The film is part of the "Why Democracy?" series. It was aired in no less than 35 countries, including the BBC in the UK and PBS (as part of Independent Lens) in the United States.

==Plot==
An experiment in democracy is taking place in Wuhan, China. For the first time ever, the students in grade three at Evergreen Primary School in Wuhan, China have been asked to elect a class monitor. Traditionally appointed by the teacher, the class monitor holds a powerful position, helping to control the students, keeping them on task and doling out punishment to those who disobey. The teacher has chosen three candidates: Luo Lei (a boy), the current class monitor; Cheng Cheng (a boy); and Xu Xiaofei (a girl). Each candidate is asked to choose two assistants to help with his or her campaign.

To prove their worthiness, the candidates must perform in three events. First is a talent show, where each candidate plays an instrument or sings a song. Second is a debate, in which the candidates bring up the shortcomings of their opponents as well as their own personal qualifications. And finally, each candidate must deliver a speech, an opportunity to appeal directly to classmates and ask for their votes.

At home, each of the children is coached by his or her parents and pushed to practice and memorize for each stage of the campaign. Although their parents are supportive, the candidates feel the pressure. Tears and the occasional angry outburst reveal the emotional impact.
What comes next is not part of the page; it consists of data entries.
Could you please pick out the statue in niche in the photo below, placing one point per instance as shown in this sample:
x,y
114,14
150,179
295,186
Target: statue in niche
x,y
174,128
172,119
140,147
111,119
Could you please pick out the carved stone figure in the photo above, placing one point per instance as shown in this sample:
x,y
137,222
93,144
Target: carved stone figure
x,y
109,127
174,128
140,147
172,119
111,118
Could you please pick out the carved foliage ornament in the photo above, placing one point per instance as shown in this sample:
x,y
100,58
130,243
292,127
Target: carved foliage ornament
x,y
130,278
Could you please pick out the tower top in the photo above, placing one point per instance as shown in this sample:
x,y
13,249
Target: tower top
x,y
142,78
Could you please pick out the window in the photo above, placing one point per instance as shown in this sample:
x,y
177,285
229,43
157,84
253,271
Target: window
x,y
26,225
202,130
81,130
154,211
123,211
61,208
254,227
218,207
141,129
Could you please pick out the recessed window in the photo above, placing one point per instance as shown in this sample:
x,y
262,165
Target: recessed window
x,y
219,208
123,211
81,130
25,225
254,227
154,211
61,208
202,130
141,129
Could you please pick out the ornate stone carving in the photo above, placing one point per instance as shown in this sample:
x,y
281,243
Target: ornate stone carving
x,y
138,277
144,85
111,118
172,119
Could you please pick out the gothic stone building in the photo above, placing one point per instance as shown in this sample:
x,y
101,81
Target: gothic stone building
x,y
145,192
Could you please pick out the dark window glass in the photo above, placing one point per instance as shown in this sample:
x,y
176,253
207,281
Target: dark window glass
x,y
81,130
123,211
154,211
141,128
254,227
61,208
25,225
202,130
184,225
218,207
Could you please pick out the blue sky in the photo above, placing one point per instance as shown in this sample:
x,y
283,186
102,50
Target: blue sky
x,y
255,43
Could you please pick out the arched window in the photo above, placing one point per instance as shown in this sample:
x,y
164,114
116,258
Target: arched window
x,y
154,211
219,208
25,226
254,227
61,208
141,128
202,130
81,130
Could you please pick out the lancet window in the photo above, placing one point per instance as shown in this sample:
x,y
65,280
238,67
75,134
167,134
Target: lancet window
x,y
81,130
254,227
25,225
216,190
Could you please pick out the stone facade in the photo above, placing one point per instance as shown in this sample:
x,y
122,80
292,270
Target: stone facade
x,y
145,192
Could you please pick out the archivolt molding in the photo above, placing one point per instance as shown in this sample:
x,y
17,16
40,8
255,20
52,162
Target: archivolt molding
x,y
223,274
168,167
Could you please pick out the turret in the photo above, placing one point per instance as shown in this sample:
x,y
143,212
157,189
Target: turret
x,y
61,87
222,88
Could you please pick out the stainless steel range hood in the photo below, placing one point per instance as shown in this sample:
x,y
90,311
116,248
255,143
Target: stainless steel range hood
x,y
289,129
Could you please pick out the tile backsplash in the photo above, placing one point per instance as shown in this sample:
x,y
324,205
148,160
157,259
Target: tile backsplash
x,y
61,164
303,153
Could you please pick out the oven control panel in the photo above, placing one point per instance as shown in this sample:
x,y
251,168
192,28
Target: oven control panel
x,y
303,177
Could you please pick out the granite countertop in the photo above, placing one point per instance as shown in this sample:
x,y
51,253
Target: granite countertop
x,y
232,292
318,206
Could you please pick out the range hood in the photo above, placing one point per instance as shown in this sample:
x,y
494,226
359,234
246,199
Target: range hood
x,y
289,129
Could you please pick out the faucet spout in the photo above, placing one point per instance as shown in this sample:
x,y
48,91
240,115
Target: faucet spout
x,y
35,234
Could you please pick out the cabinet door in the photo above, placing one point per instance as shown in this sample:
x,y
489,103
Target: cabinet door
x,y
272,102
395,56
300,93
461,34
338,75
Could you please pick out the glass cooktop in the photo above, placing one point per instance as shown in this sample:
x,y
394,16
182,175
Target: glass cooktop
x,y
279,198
At school, the candidates talk to classmates one-on-one, making promises, planning tactics (including negative ones) and at times expressing doubts about their own candidacies.

For all three children, the campaign takes its toll, especially for the losing candidates and their assistants. Viewers are left to decide if the experiment in democracy has been “successful” and what it might mean for democracy education in China. PLEASE VOTE FOR ME challenges those committed to China’s democratization to consider the feasibility of, and processes involved in its implementation.

== Bibliography ==
- "Please Vote for Me: A crash course in democracy" by Ronault L.S. Catalani, review of the film in The Asian Reporter, V17, #42 (October 16, 2007), pages 16 & 20.